³ Pharmaceutical and Medical Device Agency (PMDA), Kasumigaseki, Tokyo, 100-0013, Japan.

Abstract

Background: Fibromyalgia (FM) is defined as a widely distributed pain. While many rheumatologists and pain physicians have considered it to be a pain disorder, psychiatry, psychology, and general medicine have deemed it to be a syndrome (FMS) or psychosomatic disorder. The lack of concrete structural and/or pathological evidence has made patients suffer prejudice that FMS is a medically unexplained symptom, implying inauthenticity. Furthermore, FMS often exhibits comorbidity with rheumatoid arthritis (RA) or spondyloarthritis (SpA), both of which show similar indications. In this study, disease specific biomarkers were sought in blood samples from patients to facilitate objective diagnoses of FMS, and distinguish it from RA and SpA.

Methods: Peripheral blood mononuclear cells (PBMCs) from patients and healthy donors (HD) were subjected to multicolor flow cytometric analysis. The percentage of mucosal-associated invariant T (MAIT) cells in PBMCs and the mean fluorescent intensity (MFI) of cell surface antigen expression in MAIT cells were analyzed.

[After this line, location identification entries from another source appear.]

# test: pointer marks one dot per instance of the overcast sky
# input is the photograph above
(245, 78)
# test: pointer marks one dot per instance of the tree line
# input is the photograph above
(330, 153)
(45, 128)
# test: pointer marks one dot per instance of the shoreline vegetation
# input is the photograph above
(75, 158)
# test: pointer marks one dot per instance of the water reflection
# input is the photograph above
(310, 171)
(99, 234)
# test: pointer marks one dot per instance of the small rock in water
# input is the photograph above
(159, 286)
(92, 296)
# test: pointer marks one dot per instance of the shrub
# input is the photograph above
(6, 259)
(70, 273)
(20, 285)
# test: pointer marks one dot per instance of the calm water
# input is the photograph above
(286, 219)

Results: There was a decrease in the MAIT cell population in FMS, RA, and SpA compared with HD. Among the cell surface antigens in MAIT cells, three chemokine receptors, CCR4, CCR7, and CXCR1, a natural killer (NK) receptor, NKp80, a signaling lymphocyte associated molecule (SLAM) family, CD150, a degrunulation marker, CD107a, and a coreceptor, CD8β emerged as potential biomarkers for FMS to distinguish from HD. Additionally, a memory marker, CD44 and an inflammatory chemokine receptor, CXCR1 appeared possible markers for RA, while a homeostatic chemokine receptor, CXCR4 deserved for SpA to differentiate from FMS. Furthermore, the drug treatment interruption resulted in alternation of the expression of CCR4, CCR5, CXCR4, CD27, CD28, inducible costimulatory molecule (ICOS), CD127 (IL-7 receptor α), CD94, NKp80, an activation marker, CD69, an integrin family member, CD49d, and a dipeptidase, CD26, in FMS.

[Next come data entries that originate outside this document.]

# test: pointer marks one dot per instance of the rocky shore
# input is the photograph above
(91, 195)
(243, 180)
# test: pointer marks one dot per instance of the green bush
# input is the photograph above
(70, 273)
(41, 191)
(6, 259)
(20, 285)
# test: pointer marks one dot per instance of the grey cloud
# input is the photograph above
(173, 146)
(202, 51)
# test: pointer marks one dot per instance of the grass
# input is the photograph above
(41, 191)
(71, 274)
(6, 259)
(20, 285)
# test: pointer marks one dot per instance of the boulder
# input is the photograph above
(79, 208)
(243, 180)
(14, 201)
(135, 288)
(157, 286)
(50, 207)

Conclusions: Combined with the currently available diagnostic procedures and criteria, analysis of MAIT cells offers a more objective standard for the diagnosis of FMS, RA, and SpA, which exhibit multifaceted and confusingly similar clinical manifestations.

Publication types

Research Support, Non-U.S. Gov't

MeSH terms

Antigens, Surface / metabolism
Arthritis, Rheumatoid / diagnosis*
Biomarkers / blood
Cell Count
Diagnosis, Differential
Female
Fibromyalgia / blood
Fibromyalgia / diagnosis*
Fibromyalgia / immunology*
Fibromyalgia / metabolism
Gene Expression Regulation
Humans
Male
Middle Aged
Spondylarthritis / diagnosis*
T-Lymphocytes / immunology
T-Lymphocytes / metabolism*
T-Lymphocytes / pathology

Substances

Antigens, Surface
Biomarkers

Grants and funding

Funding was provided by Ministry of Science, Culture, and Sport (Japan), Kakenhi B. The funders had no role in study design, data collection and analysis, decision to publish, or preparation of the manuscript.